Het gebruik van de verschillende vormen van opvang in de voorschoolse periode verschilt naar sociaaleconomische status en andere gezinsachtergrondkenmerken. De keuze voor een bepaald type opvang en een bepaald kindcentrum is niet willekeurig. In een aparte analyse met kinderen die deelnamen aan kinderopvang, peuteropvang of voorschoolse educatie is gecontroleerd voor ongemeten selectie-effecten door het effect van de variatie in proceskwaliteit binnen een kindcentrum op de ontwikkeling van kinderen te bepalen. De eerste constatering is dat zonder deze controle, zoals in eerder onderzoek gebeurde, de effecten van de kwaliteit op de ontwikkeling van kinderen vanwege selectie-effecten worden onderschat. De tweede constatering is dat bij sterkere controle van deze selectieeffecten, met name de educatieve proceskwaliteit belangrijk blijkt bij te dragen aan de taalontwikkeling en ten dele de sociaal-emotionele ontwikkeling (zelfcontrole) van kinderen in de voorschoolse leeftijd.
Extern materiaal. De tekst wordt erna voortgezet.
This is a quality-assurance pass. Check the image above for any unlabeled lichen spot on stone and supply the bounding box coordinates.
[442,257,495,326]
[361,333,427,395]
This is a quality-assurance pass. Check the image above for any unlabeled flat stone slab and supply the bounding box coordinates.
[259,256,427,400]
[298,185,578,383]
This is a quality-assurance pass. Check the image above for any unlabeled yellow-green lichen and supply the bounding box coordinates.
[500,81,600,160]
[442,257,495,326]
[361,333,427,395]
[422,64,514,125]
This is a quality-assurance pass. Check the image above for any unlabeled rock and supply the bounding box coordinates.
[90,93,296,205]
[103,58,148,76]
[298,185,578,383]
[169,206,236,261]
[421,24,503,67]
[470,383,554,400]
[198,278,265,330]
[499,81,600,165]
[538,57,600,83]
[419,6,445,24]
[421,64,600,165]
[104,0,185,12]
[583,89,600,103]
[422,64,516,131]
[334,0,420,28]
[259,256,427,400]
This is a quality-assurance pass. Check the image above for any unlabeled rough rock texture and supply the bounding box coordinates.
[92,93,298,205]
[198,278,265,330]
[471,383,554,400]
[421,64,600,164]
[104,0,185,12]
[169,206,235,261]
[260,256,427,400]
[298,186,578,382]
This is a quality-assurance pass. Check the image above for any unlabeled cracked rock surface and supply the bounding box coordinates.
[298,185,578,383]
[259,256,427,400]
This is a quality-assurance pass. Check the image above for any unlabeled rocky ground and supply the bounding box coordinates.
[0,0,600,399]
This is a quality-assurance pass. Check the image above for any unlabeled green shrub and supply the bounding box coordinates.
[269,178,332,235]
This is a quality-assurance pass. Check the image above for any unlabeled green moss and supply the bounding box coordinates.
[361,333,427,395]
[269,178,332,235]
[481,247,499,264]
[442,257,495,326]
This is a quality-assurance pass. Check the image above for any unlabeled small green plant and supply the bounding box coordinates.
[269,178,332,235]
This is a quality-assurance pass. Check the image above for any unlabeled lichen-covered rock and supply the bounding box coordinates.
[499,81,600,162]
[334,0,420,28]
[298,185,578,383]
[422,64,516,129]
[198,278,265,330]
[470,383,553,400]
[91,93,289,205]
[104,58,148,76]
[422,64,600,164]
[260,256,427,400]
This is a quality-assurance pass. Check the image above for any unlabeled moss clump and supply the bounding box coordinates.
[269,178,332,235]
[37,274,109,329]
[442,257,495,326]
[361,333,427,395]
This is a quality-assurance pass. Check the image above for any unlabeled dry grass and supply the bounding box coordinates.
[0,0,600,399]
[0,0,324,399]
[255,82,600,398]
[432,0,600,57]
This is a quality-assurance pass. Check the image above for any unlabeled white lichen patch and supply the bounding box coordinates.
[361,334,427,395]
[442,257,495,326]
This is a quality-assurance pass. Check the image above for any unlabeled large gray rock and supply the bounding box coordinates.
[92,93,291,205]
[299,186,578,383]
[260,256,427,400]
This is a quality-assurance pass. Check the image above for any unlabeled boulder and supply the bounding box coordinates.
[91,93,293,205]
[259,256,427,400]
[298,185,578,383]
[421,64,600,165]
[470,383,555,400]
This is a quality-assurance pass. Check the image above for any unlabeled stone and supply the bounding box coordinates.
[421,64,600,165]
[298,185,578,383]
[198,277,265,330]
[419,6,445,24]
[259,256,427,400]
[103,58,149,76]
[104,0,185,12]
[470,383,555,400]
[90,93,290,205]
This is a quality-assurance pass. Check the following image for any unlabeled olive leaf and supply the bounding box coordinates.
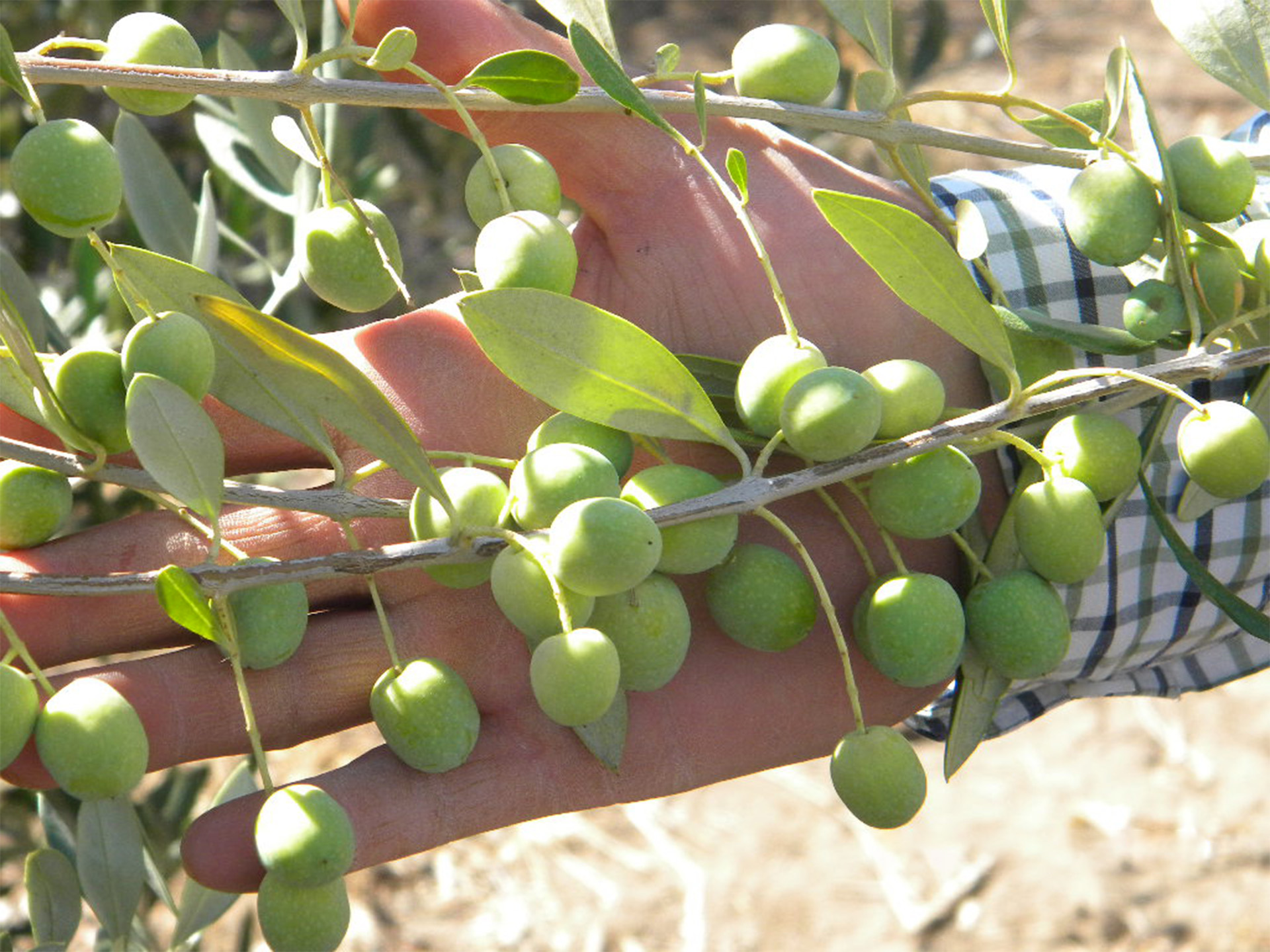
[23,847,84,944]
[196,294,450,510]
[110,245,335,458]
[538,0,619,58]
[169,758,258,948]
[1138,472,1270,641]
[75,793,146,947]
[124,373,225,522]
[820,0,896,72]
[114,109,198,262]
[454,50,581,105]
[573,690,628,773]
[458,288,743,454]
[155,565,221,641]
[812,189,1017,389]
[569,20,679,141]
[1020,99,1103,149]
[1152,0,1270,109]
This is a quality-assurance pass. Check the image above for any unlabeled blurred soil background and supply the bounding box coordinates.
[0,0,1270,952]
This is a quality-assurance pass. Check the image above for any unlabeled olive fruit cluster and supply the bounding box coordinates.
[40,311,216,453]
[1063,136,1256,271]
[255,783,355,952]
[464,143,578,294]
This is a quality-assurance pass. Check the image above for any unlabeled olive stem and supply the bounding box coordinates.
[754,506,865,727]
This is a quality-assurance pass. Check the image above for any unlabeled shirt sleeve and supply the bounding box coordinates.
[910,113,1270,740]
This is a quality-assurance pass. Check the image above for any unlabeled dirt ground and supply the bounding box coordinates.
[8,0,1270,952]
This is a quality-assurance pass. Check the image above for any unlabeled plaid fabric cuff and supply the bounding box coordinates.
[908,113,1270,740]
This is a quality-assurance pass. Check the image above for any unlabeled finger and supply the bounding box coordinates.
[182,614,935,892]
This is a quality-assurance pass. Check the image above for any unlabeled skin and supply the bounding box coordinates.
[0,0,1003,890]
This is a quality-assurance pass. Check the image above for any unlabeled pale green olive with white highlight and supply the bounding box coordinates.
[371,658,480,773]
[706,542,820,651]
[1177,400,1270,499]
[621,463,739,575]
[489,541,595,650]
[0,459,73,548]
[120,311,216,400]
[36,678,150,800]
[864,358,945,439]
[1040,411,1142,502]
[410,466,507,589]
[829,725,926,830]
[474,211,578,294]
[855,573,965,688]
[732,23,842,105]
[530,628,621,727]
[868,446,982,538]
[464,142,560,229]
[255,783,355,886]
[737,334,828,436]
[102,11,203,116]
[255,872,352,952]
[9,119,123,237]
[1013,475,1106,585]
[548,496,661,598]
[591,573,692,690]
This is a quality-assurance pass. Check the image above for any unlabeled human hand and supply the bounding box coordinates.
[4,0,1005,891]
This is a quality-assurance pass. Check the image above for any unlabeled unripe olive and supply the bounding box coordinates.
[9,119,123,237]
[221,557,309,670]
[371,658,480,773]
[591,573,692,690]
[548,496,661,598]
[0,664,40,770]
[706,542,819,651]
[1040,413,1142,502]
[1177,400,1270,499]
[255,873,352,952]
[48,346,132,453]
[102,11,203,116]
[621,463,739,575]
[829,725,926,830]
[0,459,72,548]
[120,311,216,400]
[474,211,578,294]
[255,783,355,886]
[1015,475,1106,585]
[864,358,945,439]
[509,443,621,530]
[297,199,402,313]
[732,23,841,105]
[855,573,965,688]
[737,334,827,436]
[36,678,150,800]
[410,466,507,589]
[525,413,635,479]
[965,570,1072,678]
[1186,241,1244,330]
[464,142,560,229]
[1063,156,1160,266]
[1168,136,1257,221]
[780,367,881,462]
[1121,278,1186,341]
[489,542,595,650]
[530,628,621,727]
[868,446,980,538]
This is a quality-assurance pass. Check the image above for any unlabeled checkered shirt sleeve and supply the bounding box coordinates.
[910,113,1270,740]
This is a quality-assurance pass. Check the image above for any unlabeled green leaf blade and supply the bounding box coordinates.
[458,288,737,452]
[124,373,225,520]
[812,189,1015,388]
[458,50,581,105]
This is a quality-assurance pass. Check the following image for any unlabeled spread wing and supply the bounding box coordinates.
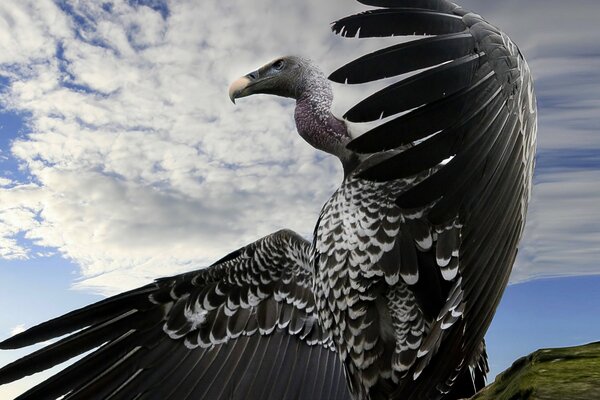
[330,0,537,399]
[0,231,349,400]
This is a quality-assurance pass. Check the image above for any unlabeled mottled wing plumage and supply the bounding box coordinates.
[330,0,537,399]
[0,231,348,400]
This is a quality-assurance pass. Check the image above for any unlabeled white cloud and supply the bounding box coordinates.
[10,324,25,336]
[0,0,599,293]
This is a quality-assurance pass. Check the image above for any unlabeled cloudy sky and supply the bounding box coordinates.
[0,0,600,398]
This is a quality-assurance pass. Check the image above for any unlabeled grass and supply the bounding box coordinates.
[472,342,600,400]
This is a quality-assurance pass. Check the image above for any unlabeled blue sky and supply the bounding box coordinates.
[0,0,600,398]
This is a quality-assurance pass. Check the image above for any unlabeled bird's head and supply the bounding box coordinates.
[229,56,315,103]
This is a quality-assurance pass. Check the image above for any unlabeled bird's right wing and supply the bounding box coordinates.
[0,231,349,400]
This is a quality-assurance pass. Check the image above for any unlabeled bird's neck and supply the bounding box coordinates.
[294,82,357,175]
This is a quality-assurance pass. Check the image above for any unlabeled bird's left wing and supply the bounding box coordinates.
[0,231,348,400]
[330,0,537,399]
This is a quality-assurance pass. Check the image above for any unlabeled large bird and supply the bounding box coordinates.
[0,0,536,400]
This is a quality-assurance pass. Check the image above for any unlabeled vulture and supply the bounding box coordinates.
[0,0,537,400]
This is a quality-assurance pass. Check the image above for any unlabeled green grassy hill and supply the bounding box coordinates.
[471,342,600,400]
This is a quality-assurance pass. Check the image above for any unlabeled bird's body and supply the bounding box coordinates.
[0,0,536,400]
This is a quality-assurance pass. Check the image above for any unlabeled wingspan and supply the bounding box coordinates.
[330,0,537,399]
[0,231,349,400]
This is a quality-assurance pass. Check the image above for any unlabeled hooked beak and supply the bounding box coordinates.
[229,71,258,104]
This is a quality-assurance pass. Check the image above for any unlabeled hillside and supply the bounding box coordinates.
[471,342,600,400]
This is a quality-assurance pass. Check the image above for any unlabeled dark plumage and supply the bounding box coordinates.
[0,0,537,400]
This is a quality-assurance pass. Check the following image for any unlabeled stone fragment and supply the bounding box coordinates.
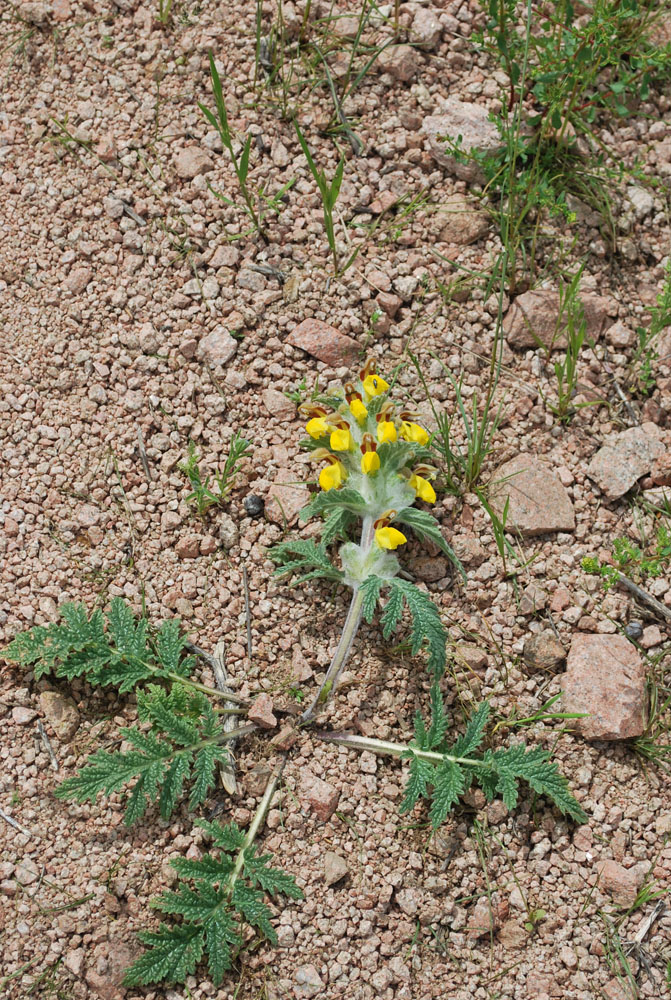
[196,326,238,366]
[298,767,340,823]
[40,691,79,743]
[430,194,490,247]
[490,454,575,538]
[175,146,214,181]
[286,319,359,368]
[410,7,443,52]
[266,469,310,525]
[294,965,324,998]
[596,858,646,906]
[422,97,501,183]
[503,288,615,350]
[324,851,348,885]
[12,705,37,726]
[261,389,296,420]
[247,692,277,729]
[522,629,566,671]
[562,634,646,740]
[377,45,420,83]
[587,423,666,500]
[65,267,93,295]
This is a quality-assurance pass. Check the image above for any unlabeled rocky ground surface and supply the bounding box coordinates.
[0,0,671,1000]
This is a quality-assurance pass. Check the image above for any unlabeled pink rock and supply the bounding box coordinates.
[597,859,647,906]
[261,389,296,420]
[65,267,93,295]
[196,326,238,365]
[490,455,575,538]
[266,469,310,525]
[562,634,646,740]
[175,146,214,180]
[503,288,615,350]
[247,694,277,729]
[175,535,201,559]
[298,767,340,823]
[587,423,667,500]
[286,319,359,368]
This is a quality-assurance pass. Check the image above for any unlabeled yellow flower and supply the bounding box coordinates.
[331,427,354,451]
[377,420,398,444]
[349,399,368,421]
[362,375,389,399]
[319,462,347,491]
[305,417,331,441]
[361,451,380,476]
[375,528,408,549]
[410,475,436,503]
[401,420,431,445]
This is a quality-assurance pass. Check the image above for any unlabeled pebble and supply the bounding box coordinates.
[562,634,646,740]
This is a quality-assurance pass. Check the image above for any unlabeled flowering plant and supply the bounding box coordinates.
[270,361,463,721]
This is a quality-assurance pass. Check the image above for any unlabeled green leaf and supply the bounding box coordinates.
[381,577,447,675]
[392,507,466,580]
[429,759,466,830]
[359,576,387,623]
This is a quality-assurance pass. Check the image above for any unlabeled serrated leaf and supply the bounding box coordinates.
[399,756,435,814]
[123,924,205,986]
[429,759,466,830]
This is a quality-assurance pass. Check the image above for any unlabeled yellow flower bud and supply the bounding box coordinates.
[377,420,398,444]
[331,427,354,451]
[305,417,331,441]
[362,375,389,399]
[361,451,380,476]
[319,462,347,491]
[375,528,408,549]
[410,475,436,503]
[401,420,431,445]
[349,399,368,422]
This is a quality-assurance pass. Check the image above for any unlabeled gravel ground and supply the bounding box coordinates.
[0,0,671,1000]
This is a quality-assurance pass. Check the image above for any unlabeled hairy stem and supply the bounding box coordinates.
[301,517,375,724]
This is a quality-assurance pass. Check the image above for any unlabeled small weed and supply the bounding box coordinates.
[179,431,252,517]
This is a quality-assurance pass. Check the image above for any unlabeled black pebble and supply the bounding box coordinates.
[242,493,263,517]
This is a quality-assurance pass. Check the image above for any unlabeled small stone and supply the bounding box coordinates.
[430,194,490,247]
[587,423,666,500]
[294,965,324,997]
[12,705,37,726]
[286,319,359,368]
[298,767,340,823]
[247,693,277,729]
[175,146,214,181]
[522,629,566,672]
[265,469,310,525]
[40,691,80,743]
[503,288,615,350]
[422,97,501,182]
[490,455,575,538]
[410,7,443,52]
[519,583,547,615]
[562,634,646,740]
[242,493,263,517]
[261,389,296,420]
[377,45,420,83]
[175,535,201,559]
[196,326,238,365]
[65,267,93,295]
[324,851,349,885]
[596,859,646,906]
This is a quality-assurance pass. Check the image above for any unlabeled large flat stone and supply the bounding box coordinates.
[503,288,615,350]
[490,455,575,538]
[587,423,667,500]
[562,634,646,740]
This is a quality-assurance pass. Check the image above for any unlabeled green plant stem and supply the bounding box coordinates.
[301,517,375,725]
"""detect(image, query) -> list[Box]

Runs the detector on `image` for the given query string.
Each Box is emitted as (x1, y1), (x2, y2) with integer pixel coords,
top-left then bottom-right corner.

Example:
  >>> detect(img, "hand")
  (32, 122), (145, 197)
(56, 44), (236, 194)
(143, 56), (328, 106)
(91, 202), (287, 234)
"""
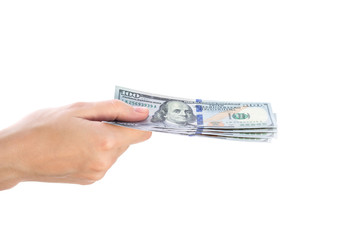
(0, 100), (151, 190)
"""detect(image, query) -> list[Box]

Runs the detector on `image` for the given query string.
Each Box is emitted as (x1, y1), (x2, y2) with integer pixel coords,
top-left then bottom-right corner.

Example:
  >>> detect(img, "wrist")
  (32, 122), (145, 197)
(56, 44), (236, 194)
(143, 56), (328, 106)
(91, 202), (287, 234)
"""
(0, 129), (21, 190)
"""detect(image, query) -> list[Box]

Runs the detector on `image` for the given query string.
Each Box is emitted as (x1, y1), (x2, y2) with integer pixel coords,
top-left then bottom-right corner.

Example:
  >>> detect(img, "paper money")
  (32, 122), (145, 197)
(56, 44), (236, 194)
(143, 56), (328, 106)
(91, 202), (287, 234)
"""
(109, 86), (277, 142)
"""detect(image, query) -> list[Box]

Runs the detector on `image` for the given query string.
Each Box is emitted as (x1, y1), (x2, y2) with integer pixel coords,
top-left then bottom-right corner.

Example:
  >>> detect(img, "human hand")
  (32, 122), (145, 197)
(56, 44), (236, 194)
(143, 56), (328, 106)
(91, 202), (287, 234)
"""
(0, 100), (151, 190)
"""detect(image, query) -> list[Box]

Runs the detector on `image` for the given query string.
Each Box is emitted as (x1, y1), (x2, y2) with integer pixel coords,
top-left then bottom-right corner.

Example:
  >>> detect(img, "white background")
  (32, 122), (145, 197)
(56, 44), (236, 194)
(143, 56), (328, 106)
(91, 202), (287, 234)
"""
(0, 0), (360, 240)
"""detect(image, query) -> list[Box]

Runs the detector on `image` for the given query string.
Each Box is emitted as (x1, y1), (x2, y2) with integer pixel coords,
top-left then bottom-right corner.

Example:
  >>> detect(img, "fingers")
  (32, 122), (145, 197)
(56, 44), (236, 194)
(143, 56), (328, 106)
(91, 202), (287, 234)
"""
(102, 123), (152, 147)
(68, 100), (149, 122)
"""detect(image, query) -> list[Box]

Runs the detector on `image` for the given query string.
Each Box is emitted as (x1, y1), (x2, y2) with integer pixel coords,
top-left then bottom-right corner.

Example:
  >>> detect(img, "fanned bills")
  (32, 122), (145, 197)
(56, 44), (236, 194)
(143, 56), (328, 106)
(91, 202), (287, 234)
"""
(108, 86), (277, 142)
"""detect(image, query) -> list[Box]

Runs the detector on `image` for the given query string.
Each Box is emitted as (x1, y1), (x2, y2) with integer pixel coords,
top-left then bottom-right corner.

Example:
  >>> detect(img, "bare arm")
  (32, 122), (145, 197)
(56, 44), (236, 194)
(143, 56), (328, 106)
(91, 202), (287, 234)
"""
(0, 100), (151, 190)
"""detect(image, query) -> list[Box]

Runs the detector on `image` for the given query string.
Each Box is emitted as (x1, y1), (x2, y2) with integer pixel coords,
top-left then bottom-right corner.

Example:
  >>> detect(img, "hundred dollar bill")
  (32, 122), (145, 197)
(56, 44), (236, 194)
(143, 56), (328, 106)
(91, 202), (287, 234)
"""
(109, 86), (276, 131)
Het beleidsvoornemen om kinderopvang nagenoeg gratis te maken voor tweeverdienergezinnen ongeacht het inkomen van de ouders, en de vergoeding los te koppelen van het aantal gewerkte uren, kan tot intensief gebruik van kinderopvang op heel jonge leeftijd leiden. Voor midden en hoge inkomensgroepen wordt kinderopvang veel goedkoper en zou de vraag naar meer dagen kunnen toenemen. Vanuit het gezichtspunt van de vroegkinderlijke cognitieve en sociaalemotionele ontwikkeling zou dit alleen een wenselijke ontwikkeling zijn als gegarandeerd kan worden dat de kwaliteit voldoende is. De internationale literatuur laat zien dat we negatieve effecten van vroeg intensief gebruik voor kinderen uit kansrijke milieus niet kunnen uitsluiten, zelfs niet wanneer de kwaliteit van de opvang relatief hoog is. Daling van de emotionele en educatieve proceskwaliteit is een reëel risico als de vraag naar meer uren kinderopvang in korte tijd sterk toeneemt. Het huidige personeelstekort in de sector versterkt dit risico.